Hi everyone, I have a dataset with over 15 million entries. I'm looking to compare the row below with the one above to look for all unique ID's that have a different value next to them. For example:

 

AB1234567, 145633431
AB1234567, 145633431
AB1234568, 145633431
AB1234568, 145633432
AB1234566, 145631513
AB1234565, 145635315

 

In this case, I am creating a counter or loop to look for all unique ID's that appear twice, but have a different value. In this case the only one is AB1234568. I want to ignore AB1234567 because it has the same value next to it both times. 

 

I tried using a counter already and was able to find all values that came up twice but it was very inefficient and did not solve my problem:

Proc summary DATA=AUTO NWAY MISSING;

  class  NIV nopol;

  VAR   xyz;

  OUTPUT OUT=DOUBLES(DROP=_TYPE_ _FREQ_) sum= ;

RUN;

 

proc sort data=DOUBLES;

        by NIV NOPOL;

run;

DATA AUTO2;

SET DOUBLES;

IF XYZ=2;

RUN;

 

I have not used loops in SAS before but I am setting them up by using other people's code as an example. If anyone can help it's appreciated.
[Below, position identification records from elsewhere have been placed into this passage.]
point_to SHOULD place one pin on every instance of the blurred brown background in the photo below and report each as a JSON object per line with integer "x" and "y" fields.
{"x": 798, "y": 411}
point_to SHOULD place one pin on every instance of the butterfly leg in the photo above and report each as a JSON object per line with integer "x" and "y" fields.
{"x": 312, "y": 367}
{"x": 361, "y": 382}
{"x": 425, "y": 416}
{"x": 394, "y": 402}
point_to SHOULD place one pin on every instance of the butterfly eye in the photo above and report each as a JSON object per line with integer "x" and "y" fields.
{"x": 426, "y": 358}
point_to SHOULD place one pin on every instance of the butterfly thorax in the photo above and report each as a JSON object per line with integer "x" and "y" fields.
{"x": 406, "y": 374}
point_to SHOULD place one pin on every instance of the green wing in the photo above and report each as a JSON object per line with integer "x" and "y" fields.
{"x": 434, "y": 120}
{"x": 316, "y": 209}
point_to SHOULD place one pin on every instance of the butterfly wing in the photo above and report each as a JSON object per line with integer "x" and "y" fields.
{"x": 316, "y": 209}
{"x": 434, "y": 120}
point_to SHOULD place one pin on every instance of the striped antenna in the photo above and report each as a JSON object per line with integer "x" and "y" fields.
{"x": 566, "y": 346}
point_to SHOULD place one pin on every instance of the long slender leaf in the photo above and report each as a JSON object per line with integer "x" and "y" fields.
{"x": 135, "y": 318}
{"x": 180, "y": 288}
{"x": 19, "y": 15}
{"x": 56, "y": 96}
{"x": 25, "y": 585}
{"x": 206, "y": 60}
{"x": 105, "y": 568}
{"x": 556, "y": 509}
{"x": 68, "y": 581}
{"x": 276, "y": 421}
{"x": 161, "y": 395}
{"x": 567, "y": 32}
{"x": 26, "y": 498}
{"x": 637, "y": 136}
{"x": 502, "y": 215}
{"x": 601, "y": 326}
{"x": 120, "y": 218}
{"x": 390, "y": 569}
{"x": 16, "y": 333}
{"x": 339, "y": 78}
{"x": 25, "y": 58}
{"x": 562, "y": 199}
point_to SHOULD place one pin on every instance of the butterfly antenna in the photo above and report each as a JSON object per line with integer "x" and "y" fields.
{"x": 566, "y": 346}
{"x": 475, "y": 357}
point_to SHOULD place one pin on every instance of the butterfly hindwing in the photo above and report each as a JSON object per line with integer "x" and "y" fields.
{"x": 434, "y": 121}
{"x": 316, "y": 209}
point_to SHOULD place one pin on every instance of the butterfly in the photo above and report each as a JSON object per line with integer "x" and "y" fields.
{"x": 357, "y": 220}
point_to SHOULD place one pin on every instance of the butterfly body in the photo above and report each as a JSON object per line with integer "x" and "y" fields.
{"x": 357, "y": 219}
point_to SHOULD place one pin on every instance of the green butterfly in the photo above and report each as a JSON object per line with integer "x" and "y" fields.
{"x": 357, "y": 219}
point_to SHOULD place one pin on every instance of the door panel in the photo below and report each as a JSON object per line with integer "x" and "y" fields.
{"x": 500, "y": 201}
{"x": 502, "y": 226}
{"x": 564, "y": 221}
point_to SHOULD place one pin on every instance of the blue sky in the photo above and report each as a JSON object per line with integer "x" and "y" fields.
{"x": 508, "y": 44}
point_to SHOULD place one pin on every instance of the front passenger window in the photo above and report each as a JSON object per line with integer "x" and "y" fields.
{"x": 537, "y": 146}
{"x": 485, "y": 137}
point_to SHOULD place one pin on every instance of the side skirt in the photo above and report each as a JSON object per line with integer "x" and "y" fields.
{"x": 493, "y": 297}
Thanks

 

 

3 REPLIES 3
RW9
Diamond | Level 26 RW9
Diamond | Level 26

You can use either lag or retain functions too look at previous values:

data want;
  set have;
  if lag(id)=id and lag(value) ne value then new_flag=1;
run;
DanielSantos
Barite | Level 11

Hi.

 

Assuming your data is grouped by ID but not sorted by group or by VALUE, here's one way using the lag function:

 

data want (rename=(_ID=ID));
        set have end=_EOF;
        drop ID VALUE _VALUE;
        _ID=lag1(ID);
        _VALUE=lag1(VALUE);
        if _ID eq ID and _VALUE ne VALUE then COUNT+1;
        if _EOF or _ID ne ID then do;
           if COUNT gt 1 then output;
           COUNT=1;
        end;
run;

 

This will output the ID and the count of distinct values for VALUE if > 1

 

More on LAG function here: http://support.sas.com/documentation/cdl/en/lrdict/64316/HTML/default/viewer.htm#a000212547.htm


Hope it helps.

 

Daniel Santos @ www.cgd.pt

Astounding
PROC Star

Unless I'm missing something, you're asking for something that SAS can do relatively easily:

 

data want;

set have;

by id value notsorted;

if first.value=0 or last.value=0;

run;

 

For the IDs you are looking for, it outputs multiple observations (not just one).